Confaz revoga pontos polêmicos de convênio sobre substituição tributária


O Conselho Nacional de Política Fazendária (Confaz) cancelou regras polêmicas que alteravam a cobrança de ICMS por meio de substituição tributária em operações entre Estados. A decisão veio quase um ano depois de a Confederação Nacional da Indústria (CNI) levar a questão ao Supremo Tribunal Federal (STF) e obter liminar contra mudanças que poderiam gerar um grande impacto financeiro para os contribuintes.

O órgão publicou na quarta-feira o Convênio nº 142, que revoga o de nº 52, editado em 2017. A norma havia unificado o entendimento dos Estados e do Distrito Federal sobre o recolhimento do ICMS-ST. Apesar de consolidar as regras, o polêmico convênio trazia pontos considerados inconstitucionais por Advogados tributaristas e pela CNI.

O convênio previa, por exemplo, que no caso de o substituto tributário não recolher o ICMS-ST, o substituído poderá ser responsabilizado pelo pagamento. A norma também vedava a possibilidade de compensação de créditos do ICMS próprio com débitos do ICMS-ST. Determinava ainda a inclusão do ICMS-ST na base de cálculo do próprio tributo, entre outras alterações.

Diante do impacto que essas alterações poderiam trazer às empresas, a Confederação Nacional da Indústria decidiu ajuizar uma ação direta de inconstitucionalidade (ADI) no Supremo. Na ADI nº 5866, a entidade pede a revogação de todo o texto do Convênio nº 52. Alega que essas alterações só poderiam ocorrer por meio de lei complementar e trariam “um impacto financeiro considerável”.

Ao reconhecer a urgência do caso, a então presidente do Supremo, ministra Cármen Lúcia, concedeu parcialmente medida cautelar para suspender o efeito de dez cláusulas contidas no convênio. Segundo a ministra, o Plenário já reconheceu que alguns dos itens só poderiam ser alterados por meio de lei complementar.

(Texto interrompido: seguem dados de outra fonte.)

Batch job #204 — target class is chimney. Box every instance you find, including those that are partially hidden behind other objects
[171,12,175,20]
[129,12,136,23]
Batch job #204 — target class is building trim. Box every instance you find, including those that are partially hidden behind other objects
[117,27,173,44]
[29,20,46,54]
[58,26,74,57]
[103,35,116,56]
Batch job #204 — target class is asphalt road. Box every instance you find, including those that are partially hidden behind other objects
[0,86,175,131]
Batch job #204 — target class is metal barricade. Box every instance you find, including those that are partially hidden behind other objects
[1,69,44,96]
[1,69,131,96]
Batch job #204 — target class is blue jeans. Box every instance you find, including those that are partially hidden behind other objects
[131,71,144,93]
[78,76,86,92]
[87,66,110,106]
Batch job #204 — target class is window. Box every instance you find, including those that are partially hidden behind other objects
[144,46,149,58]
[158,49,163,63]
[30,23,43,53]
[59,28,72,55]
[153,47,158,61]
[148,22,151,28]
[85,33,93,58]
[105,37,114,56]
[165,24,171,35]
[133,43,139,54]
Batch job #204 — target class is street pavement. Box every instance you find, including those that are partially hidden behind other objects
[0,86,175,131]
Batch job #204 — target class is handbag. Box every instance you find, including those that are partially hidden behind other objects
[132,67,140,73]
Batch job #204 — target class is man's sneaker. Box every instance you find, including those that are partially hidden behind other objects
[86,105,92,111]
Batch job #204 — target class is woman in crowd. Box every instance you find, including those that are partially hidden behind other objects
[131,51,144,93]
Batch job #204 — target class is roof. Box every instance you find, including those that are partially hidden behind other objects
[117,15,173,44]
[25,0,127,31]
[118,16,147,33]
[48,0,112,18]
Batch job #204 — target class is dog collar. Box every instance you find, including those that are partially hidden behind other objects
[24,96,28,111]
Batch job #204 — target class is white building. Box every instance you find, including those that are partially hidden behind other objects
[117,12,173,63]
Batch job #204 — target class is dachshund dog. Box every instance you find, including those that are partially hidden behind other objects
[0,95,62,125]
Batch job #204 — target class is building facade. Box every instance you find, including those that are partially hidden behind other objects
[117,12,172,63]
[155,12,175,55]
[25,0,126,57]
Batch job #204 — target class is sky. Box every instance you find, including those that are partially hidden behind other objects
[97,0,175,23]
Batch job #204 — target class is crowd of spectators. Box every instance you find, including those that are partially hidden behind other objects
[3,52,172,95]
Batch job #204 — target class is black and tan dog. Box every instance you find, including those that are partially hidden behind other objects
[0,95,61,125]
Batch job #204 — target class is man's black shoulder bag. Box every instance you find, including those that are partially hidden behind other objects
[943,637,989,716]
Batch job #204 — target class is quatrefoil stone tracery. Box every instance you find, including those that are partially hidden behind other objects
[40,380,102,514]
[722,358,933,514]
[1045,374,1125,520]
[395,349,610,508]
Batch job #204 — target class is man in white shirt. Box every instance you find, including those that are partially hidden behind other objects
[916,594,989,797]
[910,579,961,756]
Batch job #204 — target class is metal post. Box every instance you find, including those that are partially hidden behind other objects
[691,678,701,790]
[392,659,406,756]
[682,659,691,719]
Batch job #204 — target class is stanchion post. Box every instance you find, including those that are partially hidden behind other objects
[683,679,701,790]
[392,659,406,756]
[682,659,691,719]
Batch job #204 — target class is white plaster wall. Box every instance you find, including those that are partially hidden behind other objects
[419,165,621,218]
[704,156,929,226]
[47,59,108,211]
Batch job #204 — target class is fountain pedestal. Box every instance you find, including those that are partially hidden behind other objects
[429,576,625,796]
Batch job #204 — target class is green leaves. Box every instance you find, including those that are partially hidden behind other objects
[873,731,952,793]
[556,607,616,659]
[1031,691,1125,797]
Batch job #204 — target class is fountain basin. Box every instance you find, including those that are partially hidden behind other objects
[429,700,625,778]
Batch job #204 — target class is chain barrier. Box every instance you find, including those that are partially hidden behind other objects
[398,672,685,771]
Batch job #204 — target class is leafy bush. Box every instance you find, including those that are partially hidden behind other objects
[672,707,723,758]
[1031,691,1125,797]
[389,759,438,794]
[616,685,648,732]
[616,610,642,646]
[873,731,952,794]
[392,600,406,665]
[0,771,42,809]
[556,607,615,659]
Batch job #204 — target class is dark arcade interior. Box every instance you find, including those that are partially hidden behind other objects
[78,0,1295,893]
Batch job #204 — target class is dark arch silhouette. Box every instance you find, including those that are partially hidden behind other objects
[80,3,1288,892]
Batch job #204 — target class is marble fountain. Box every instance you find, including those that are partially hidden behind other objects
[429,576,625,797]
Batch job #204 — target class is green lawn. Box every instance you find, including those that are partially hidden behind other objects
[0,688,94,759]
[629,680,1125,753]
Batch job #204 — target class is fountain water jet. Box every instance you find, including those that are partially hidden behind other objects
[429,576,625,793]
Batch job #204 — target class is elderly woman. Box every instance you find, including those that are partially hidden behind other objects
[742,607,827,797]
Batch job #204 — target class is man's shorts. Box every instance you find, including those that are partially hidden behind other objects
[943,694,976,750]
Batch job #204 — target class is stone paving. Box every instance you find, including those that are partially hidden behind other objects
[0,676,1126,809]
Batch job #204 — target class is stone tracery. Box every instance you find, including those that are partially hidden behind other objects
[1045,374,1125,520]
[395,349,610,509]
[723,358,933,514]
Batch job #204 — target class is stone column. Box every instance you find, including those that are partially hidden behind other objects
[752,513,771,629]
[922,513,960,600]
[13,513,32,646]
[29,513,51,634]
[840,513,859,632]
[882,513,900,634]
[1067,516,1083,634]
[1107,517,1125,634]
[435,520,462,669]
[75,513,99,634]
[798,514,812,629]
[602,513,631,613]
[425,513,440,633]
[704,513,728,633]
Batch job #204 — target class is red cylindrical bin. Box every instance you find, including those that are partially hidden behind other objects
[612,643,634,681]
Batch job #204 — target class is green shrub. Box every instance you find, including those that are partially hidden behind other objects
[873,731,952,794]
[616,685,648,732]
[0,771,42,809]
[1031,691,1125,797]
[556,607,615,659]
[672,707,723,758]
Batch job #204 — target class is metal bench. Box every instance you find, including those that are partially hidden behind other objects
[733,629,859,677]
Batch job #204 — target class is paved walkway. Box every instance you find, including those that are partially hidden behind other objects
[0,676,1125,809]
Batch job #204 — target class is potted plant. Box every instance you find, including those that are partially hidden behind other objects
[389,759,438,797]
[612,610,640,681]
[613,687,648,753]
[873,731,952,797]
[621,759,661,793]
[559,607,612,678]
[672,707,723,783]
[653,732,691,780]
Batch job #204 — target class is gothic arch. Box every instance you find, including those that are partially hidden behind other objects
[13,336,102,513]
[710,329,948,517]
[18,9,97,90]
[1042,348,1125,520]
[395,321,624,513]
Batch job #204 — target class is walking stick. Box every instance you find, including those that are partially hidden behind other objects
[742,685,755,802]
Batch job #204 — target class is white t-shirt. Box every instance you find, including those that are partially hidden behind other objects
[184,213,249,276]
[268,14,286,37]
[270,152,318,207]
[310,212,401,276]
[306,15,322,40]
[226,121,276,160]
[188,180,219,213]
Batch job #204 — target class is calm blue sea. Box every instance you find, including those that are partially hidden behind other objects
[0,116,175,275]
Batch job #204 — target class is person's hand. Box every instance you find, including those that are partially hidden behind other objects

“Há riscos comprovados da irreversibilidade dos impactos financeiros sobre os agentes econômicos submetidos à técnica de substituição e antecipação tributária do ICMS cobrados em razão de operações interestaduais”, diz a ministra na decisão.

A edição do novo convênio, apesar de parte das regras já estarem suspensas, é importante para os contribuintes, de acordo com o advogado tributarista Sandro Machado, sócio do escritório Bichara Advogados. “Eram questões muito caras aos contribuintes que estavam desenhadas no Convênio nº 52 e que consolidavam práticas lesivas e ilegais por parte dos Estados em relação ao ICMS -Substituição Tributária”, afirma.

Apesar de convênio do Confaz ter como objetivo estabelecer regras gerais sobre o recolhimento do tributo e não ter efeito vinculante entre os Estados, que devem editar suas próprias normas, é natural que adotem as regras que aumentem a sua arrecadação, segundo Machado. Porém, lembra o advogado, a ministra Cármen Lúcia deixou claro ao conceder a liminar que essas alterações só poderiam ocorrer por meio de lei complementar.

Seria necessário, então, acrescenta Machado, modificar a Lei Kandir (Lei Complementar nº 87), em vigor desde 1996. “É preciso lembrar que o Confaz tem um papel restrito e não é, em nenhuma medida, equiparado ao Poder Legislativo”, diz o advogado.

O tributarista André Menon, sócio do Machado meyer Advogados, também considera a medida positiva. Ele destaca, porém, que ainda existem, nos regulamentos do Estados, regras semelhantes às que foram agora retiradas do convênio do Confaz, o que ainda pode gerar problemas.

Rio Grande do Sul e Minas Gerais, por exemplo, já tinham previsão, mesmo antes do Convênio nº 52, para que o ICMS-ST esteja na base de cálculo do próprio tributo. “Mesmo com a suspensão da eficácia do convênio ainda existe a possibilidade de contribuintes serem cobrados com base em legislações internas, que deveriam agora ser modificadas”, diz Menon. Caso essas regras não sejam revogadas, acrescenta, os contribuintes terão que recorrer ao Judiciário.